At one point this year more than half of the combat forces in Iraq were National Guard.
"That's a first," said Army Maj. Les Melnyk, historian for the Pentagon office that manages the Army and Air National Guard. "The Guard can't claim that (level of combat) for World War II or World War I — the other major wars we fought in. Never more than 50 percent of the combat forces were Guard."
At present, of the approximately 152,000 U.S. troops in Iraq, about half are reservists: 49,000 Army National Guard, 22,000 Army Reserve and 4,000 Marine Reserve, according to figures provided by those organizations.
The trend is almost certain to be reversed next year, when the active-duty Army is scheduled to make a proportionally larger contribution to the overall force. The number of National Guard brigades in Iraq, for example, is scheduled to drop next year from seven to two.
Since the Vietnam era, the military has given the Guard and Reserve more vital support functions like military police and engineers, so that any major conflict would involve more than just the active-duty force. Thus it was inevitable that a sizable portion of the force in Iraq would be Guard and Reserve; what has made the Iraq experience so different is the large numbers of reservists getting killed and wounded.

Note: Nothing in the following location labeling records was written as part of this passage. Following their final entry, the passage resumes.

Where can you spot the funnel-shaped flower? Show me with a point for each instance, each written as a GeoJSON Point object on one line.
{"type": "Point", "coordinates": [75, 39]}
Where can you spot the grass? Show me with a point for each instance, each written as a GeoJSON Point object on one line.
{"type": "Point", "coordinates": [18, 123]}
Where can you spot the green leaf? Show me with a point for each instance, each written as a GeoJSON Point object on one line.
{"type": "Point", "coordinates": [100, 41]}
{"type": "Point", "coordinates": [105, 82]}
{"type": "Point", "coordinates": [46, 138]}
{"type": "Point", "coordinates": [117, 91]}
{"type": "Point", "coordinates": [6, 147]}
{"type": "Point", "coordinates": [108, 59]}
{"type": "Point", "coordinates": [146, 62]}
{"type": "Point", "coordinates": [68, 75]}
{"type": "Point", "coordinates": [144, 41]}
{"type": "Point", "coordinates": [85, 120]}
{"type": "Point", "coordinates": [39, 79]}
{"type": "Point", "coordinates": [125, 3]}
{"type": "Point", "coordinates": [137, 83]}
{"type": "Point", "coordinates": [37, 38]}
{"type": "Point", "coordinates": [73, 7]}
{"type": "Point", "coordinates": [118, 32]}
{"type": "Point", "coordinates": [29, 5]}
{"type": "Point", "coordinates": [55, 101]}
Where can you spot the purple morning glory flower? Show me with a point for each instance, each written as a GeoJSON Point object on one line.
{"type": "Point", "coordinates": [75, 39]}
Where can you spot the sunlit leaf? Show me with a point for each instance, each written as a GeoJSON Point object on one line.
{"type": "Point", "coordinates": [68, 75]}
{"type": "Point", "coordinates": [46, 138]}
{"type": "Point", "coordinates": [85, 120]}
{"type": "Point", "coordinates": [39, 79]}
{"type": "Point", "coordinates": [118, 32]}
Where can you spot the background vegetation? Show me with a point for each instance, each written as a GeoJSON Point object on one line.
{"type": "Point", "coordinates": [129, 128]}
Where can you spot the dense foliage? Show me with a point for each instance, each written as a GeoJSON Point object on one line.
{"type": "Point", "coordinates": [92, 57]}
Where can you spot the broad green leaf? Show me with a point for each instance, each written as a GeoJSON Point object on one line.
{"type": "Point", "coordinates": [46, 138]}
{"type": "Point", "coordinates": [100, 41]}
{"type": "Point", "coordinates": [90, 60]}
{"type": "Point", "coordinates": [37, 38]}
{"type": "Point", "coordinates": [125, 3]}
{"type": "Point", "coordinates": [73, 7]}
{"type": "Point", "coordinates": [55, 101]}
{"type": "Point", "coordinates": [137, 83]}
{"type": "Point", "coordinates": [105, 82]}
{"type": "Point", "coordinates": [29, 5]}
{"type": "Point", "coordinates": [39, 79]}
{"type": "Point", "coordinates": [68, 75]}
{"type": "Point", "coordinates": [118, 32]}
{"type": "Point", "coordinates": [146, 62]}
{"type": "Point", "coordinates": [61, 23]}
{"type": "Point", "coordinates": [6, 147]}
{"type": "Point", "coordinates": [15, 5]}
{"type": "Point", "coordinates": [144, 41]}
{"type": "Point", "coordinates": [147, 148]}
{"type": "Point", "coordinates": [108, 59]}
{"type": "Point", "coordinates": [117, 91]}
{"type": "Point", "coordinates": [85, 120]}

At least 300 soldiers of the National Guard, 78 of the Army Reserve and 93 of the Marine Corps Reserve, have died in the Iraq conflict. The Navy Reserve has lost 13, the Air Force Reserve three and the Air National Guard one. Together that is one-quarter of the total U.S death toll, which stood at 1,947 on Monday, by the Pentagon's count.
Lt. Gen. James Lovelace, the Army's deputy chief of staff for operations, said in an interview that the increased reliance on the Guard and Reserve in 2005 was deliberately planned to allow active-duty units like the 3rd Infantry Division and the 101st Airborne Division to complete a reorganization before they returned to Iraq.
"It bought us the time we needed," Lovelace said.